Despite being labeled as terrorists by the government of Nigeria, the Shi’ites have vowed that they will never lay down their agitation for the release of their leader, Ibrahim El-Zakzaky, his wife, and several others in detention whose freedom is being allegedly denied by the government since 2015.
Though the Shi’ites who are also known as the Islamic Movement in Nigeria (IMN) had on Wednesday announced their decision to suspend street protests, some of their top functionaries said in Abuja, Nigeria’s capital city that the struggle for their release will continue by any means necessary.
Their Spokesman, Ibrahim Musa, explained in a statement that the decision to suspend street protests used to press for the release of El-Zakzaky; his wife and others, was to give room for “some new openings’’ into the resolution of the matter, including legal actions.
The suspension came as the Inspector General of Police, Muhammad Adamu, had on Tuesday said IMN members would be treated as terrorists if they embark on further protests in the wake of the proscription.
Spokesperson for the Amnesty International in Nigeria, Isa Sanusi, in a reaction by the global rights group said, ‘’the proscription of the Shi’ites is a deliberate attempt to divert attention from crucial issues including; justice for the massacre of over 350 in Zaria in December 2015 as well many other IMN supporters killed by security agencies over the years.’’
According to the human rights group, “many members of IMN have been missing since 2015; their families and relatives a yet to know their fate and their search for justice has been largely ignored by Nigerian authorities,” the statement added. Despite federal high court order of December 2016 Nigerian authorities have continued to keep Ibraheem El-Zakzaky in unlawful detention and his bail application perpetually delayed, despite repeated concerns over the deterioration of his health.
“The fact that authorities have not indicated any attempt to investigate and ensure justice in all incidences involving IMN clearly shows a government resolve to deprive them of their fundamental human rights. We insist that Nigerian authorities ensure justice in all cases involving all Nigerians, including IMN.’’
But, the administration of President Muhammadu Buhari has been arguing that the proscription does not violate the Constitution but only aims at curbing the excesses of alleged violent elements among the IMN members.

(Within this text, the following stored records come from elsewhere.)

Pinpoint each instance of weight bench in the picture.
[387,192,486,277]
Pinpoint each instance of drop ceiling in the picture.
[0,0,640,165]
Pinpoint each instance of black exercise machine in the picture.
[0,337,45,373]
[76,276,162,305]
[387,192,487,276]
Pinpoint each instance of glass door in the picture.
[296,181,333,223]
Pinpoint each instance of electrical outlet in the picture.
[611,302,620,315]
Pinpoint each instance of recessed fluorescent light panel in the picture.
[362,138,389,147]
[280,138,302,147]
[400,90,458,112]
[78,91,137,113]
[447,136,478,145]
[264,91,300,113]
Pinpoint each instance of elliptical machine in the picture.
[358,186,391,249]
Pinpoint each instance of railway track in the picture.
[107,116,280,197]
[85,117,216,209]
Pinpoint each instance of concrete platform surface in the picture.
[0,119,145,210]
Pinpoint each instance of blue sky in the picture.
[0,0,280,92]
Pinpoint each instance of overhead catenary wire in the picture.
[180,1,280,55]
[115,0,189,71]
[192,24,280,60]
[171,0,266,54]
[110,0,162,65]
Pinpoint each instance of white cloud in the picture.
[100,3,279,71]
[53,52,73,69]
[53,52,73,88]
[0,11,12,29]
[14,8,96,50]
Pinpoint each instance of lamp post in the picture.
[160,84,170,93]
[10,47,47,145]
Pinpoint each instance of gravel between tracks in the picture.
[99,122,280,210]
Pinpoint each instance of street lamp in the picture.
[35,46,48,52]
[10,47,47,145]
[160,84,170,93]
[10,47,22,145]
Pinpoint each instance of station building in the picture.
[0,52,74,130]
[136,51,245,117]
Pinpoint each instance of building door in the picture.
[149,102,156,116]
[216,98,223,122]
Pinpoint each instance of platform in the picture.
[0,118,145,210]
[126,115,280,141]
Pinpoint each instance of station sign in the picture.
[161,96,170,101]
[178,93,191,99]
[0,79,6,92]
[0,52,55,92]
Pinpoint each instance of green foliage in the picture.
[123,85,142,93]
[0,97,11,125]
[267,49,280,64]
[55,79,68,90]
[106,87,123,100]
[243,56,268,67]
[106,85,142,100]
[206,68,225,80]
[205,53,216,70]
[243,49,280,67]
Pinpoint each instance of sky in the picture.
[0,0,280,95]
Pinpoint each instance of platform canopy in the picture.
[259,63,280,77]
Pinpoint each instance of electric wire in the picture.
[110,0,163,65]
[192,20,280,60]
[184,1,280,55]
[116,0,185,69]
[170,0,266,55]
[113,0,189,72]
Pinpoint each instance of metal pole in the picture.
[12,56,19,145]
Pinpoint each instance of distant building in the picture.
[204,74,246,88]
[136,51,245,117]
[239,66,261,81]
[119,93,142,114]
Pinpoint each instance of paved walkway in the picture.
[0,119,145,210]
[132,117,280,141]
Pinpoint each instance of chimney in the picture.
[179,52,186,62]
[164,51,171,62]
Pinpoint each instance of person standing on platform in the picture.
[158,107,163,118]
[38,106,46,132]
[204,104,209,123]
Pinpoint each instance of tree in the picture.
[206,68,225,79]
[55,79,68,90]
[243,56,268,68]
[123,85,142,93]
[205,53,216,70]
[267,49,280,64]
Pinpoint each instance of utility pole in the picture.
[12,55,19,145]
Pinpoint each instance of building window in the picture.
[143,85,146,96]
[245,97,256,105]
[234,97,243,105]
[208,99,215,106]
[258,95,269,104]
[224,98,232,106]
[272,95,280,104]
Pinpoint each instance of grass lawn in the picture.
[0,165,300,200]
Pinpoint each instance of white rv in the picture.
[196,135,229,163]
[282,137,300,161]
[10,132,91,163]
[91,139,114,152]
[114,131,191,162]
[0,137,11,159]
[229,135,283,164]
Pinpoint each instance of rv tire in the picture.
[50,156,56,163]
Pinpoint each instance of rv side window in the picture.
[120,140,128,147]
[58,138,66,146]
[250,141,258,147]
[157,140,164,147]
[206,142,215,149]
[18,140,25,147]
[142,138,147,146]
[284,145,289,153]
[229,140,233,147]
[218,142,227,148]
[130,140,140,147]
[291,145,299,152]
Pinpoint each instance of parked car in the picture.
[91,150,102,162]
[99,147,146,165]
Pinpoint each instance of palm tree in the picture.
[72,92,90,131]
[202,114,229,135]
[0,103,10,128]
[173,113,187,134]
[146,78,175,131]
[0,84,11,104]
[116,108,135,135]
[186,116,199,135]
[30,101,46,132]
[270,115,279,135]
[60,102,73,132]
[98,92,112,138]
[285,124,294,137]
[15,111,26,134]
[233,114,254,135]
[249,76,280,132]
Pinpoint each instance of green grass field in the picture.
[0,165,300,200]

However, Musa, in their statement, said the suspension of street protests will give room for the proper prosecution of the court case. “The Islamic Movement in Nigeria do hereby announce to the general public and the international community that it has temporarily suspended its Free Zakzaky street protests to allow for some new openings into the resolution of the problems, especially the court case instituted by our lawyers on the proscription order made by the Federal Government this wee,’’ he said.
He said, “It has taken this step in good faith out of respect for some eminent people and groups, whose input in the resolution of the problems appears genuine and we sincerely hope an amicable way could be found to solve the crises surrounding the illegal detention of our leader for almost four years now. If at all any protest occurs anywhere in the country, it might be this notice hasn’t reached those in the field or this message is misunderstood or it is some security agents who are mischievously behind it as they have been doing in an attempt to smear our image and be seen as unruly people rather than as victims of savage oppression since 2015.
“The Islamic Movement wishes to thank both national and international civil rights activists and organisations who have been busy demanding the protection of our fundamental human rights as enshrined in the constitution. We also thank the press, both national and international, and the social media activists for the full coverage of our activities throughout the struggle for justice.We are committed to exploring the new openings we have seen in resolving this protracted issue.’’
Abuja had obtained the ex-parte order on the proscription of the group on Friday, about three days after a bloody clash between members of the group and police in Abuja claimed the lives of the Deputy Commissioner of Police in charge of Operations, Federal Capital Territory Command, Usman Umar, and a Channels TV journalist, Precious Owolabi.
Justice Nkeonye Maha in her ruling on the previous Friday ordered the proscription of the organization, designated the activities of the sect in any part of Nigeria “as acts of terrorism and illegality,’’ and also ordered the government to publish the order in its gazette and in two national dailies.